Initialement paru dans le recueil Made in machine en 1972, qui prend pour sujet même les problèmes posés par ces variations. Trois versions d'un même texte, une définition du mot « Poème » prélevée dans un dictionnaire, coexistent sur la page : une version typographique neutre, conforme à la version d'origine, une version manuscrite lisible et une version manuscrite illisible. La répétition par trois fois du même contenu textuel sous trois formes différentes met en évidence le poids de la conversion, ici chirographique. C’est alors, peut-être, là que se situe, précisément, le poème : non dans ce que décrit la définition, à laquelle le « poème » que nous avons sous les yeux ne correspond manifestement pas, mais dans l’appropriation et la transposition dont le texte a fait l’objet. Notons ici que le sujet, rendu absent de l'écriture du texte, fait retour dans son inscription par le biais de l'écriture manuscrite. (Théval, 2016: 20)
 
Le passage du domaine de l’écrit à celui de l’oral est motivé par une série de questionnements: Comment les sons produisent-ils du sens? Comment le langage produit-il des effets poétiques? Une énonciation d’une liste d’ingrédients est-elle une énonciation poétique? Qui définit ce qui entre dans la sphère du poétique? Quels sont les gardiens du temple? Comment ébranler les frontières entre poésie et vie? Les sons excèdent-ils le sens?
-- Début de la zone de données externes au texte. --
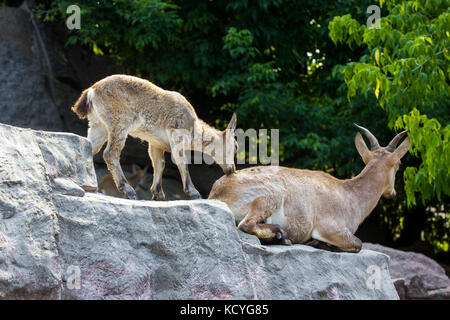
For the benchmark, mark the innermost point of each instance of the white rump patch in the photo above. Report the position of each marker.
(316, 235)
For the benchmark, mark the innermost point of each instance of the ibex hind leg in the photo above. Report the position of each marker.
(254, 222)
(116, 141)
(98, 135)
(157, 157)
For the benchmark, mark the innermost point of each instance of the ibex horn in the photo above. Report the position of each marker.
(393, 144)
(374, 145)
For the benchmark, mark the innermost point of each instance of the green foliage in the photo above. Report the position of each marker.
(274, 64)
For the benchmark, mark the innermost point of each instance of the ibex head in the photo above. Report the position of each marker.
(388, 157)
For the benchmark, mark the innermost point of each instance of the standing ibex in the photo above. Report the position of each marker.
(292, 205)
(121, 105)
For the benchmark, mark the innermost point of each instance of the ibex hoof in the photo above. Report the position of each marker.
(128, 191)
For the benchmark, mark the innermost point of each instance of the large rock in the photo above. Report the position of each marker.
(415, 275)
(58, 241)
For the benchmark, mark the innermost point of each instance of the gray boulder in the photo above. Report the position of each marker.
(415, 275)
(61, 240)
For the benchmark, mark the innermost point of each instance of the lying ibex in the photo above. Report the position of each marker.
(279, 204)
(108, 187)
(120, 105)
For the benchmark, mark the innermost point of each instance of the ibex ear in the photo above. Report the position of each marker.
(402, 148)
(362, 148)
(232, 124)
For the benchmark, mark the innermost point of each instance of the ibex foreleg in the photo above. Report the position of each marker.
(341, 238)
(254, 222)
(98, 135)
(179, 157)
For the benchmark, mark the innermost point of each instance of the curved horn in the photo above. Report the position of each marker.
(374, 145)
(393, 144)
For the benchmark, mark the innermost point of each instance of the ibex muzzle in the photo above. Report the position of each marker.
(285, 205)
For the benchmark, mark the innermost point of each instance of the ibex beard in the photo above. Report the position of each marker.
(121, 105)
(287, 205)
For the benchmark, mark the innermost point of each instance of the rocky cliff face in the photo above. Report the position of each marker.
(60, 240)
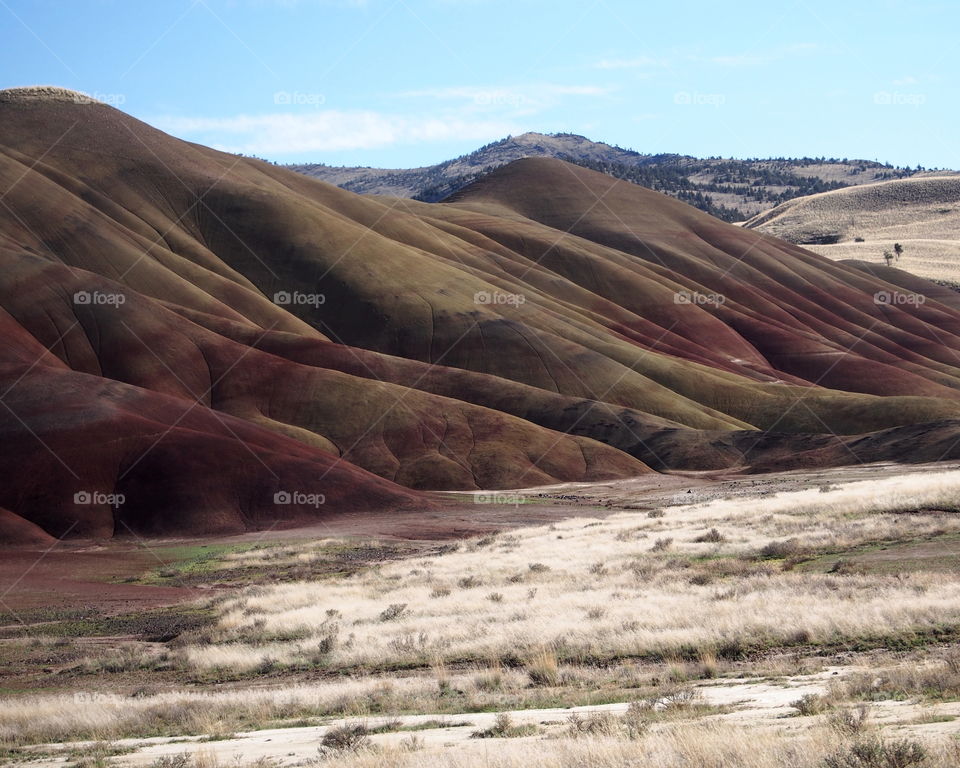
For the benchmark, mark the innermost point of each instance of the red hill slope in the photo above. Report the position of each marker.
(203, 337)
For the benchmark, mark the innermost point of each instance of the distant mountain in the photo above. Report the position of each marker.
(921, 214)
(732, 190)
(195, 343)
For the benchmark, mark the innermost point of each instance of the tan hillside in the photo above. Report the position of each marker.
(921, 213)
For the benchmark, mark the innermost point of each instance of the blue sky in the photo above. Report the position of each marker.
(400, 83)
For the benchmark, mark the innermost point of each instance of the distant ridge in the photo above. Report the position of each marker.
(196, 343)
(732, 190)
(920, 214)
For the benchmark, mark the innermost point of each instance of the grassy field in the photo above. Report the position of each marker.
(665, 624)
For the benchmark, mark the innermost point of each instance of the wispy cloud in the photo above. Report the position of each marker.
(327, 131)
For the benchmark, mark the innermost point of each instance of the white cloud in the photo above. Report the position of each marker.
(326, 131)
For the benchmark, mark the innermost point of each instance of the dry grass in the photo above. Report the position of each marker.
(703, 745)
(921, 214)
(600, 590)
(570, 597)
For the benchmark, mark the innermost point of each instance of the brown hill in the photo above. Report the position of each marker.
(922, 214)
(548, 324)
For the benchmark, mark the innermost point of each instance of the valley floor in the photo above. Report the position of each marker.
(797, 619)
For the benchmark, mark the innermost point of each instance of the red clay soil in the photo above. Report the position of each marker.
(521, 334)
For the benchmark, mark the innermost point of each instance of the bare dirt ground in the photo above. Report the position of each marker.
(744, 702)
(91, 575)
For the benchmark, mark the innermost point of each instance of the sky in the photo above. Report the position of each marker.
(403, 83)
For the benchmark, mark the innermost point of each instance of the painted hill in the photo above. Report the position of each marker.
(920, 213)
(731, 189)
(195, 342)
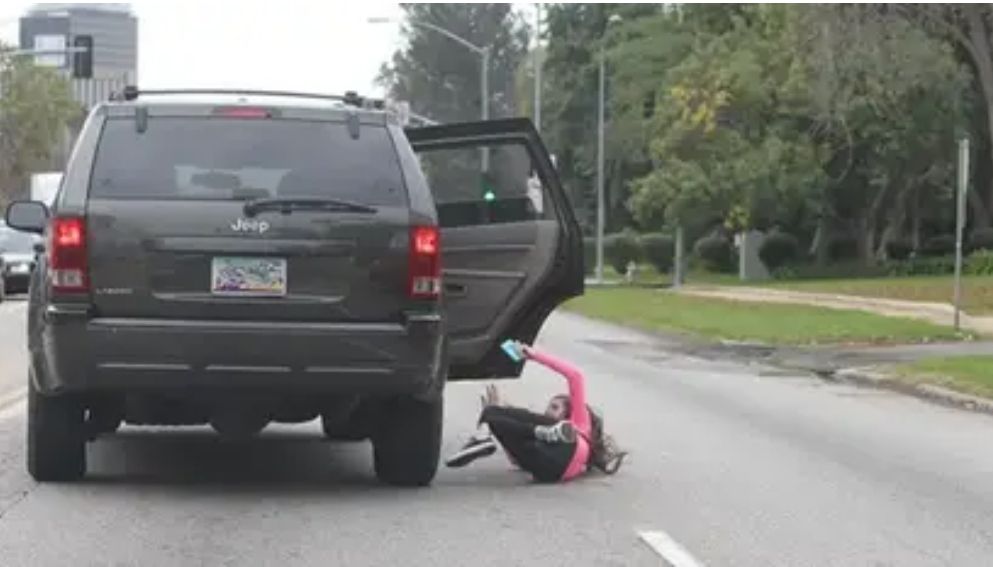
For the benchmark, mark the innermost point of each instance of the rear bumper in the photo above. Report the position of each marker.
(184, 356)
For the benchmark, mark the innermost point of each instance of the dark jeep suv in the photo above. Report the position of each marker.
(238, 258)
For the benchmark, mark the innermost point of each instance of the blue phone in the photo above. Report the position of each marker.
(510, 349)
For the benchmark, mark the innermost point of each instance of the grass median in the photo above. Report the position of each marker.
(968, 374)
(977, 291)
(656, 310)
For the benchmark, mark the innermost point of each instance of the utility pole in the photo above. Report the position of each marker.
(601, 214)
(963, 187)
(484, 85)
(537, 67)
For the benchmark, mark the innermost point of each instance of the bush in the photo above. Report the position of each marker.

Comment envisager un art des sons en dehors de leurs propriétés de production du sens (Dolar, 2012:182)? Un texte publié dans un ouvrage basque mais rédigé dans une autre langue que la langue basque mérite-t-il d’être considéré comme un poème basque? Qu’est-ce qui change lors du passage d’un média à un autre? Lors du passage d’une liste d’ingrédients glanée sur internet à sa publication dans un ouvrage de poésie puis lors du passage de ce texte publié transféré vers un autre média par une entrée dans le domaine de l’oralité?
 
Notre thèse est que le ready-made Chanel Paris permet de cerner les enjeux propres à cette catégorie, devenue paradigmatique, « d’objets non artistiques dont l’implémentation dans un lieu de légitimation suffit à en faire des œuvres d’art ou à en interroger la valeur, redéfinissant par là même les frontières de l’art et les rôles traditionnellement dévolus à l’artiste, l’institution, l’œuvre et le récepteur » (Théval, 2015). La mise en crise du paradigme dominant amorcé par le ready-made de Duchamp et réalisé par l’art contemporain rend la doxa impuissante à fournir les cadres nécessaires à l’appréhension de l’œuvre comme telle. De la même manière, dans le domaine poétique, les critères par lesquels un texte peut être dit poétique sont rendus problématiques « dans la mesure où ils ne semblent pas s’appliquer aux objets qui nous occupent, posant le problème de leur reconnaissance. » (Théval, 2015 : 198)
 
Chanel Paris dirige le lecteur sur ce qui manque. Il implique une dérivation hypogrammatique. Il invite le lecteur à regarder du côté des autres ready-made préexistants, vers les ready-made hypogrammes.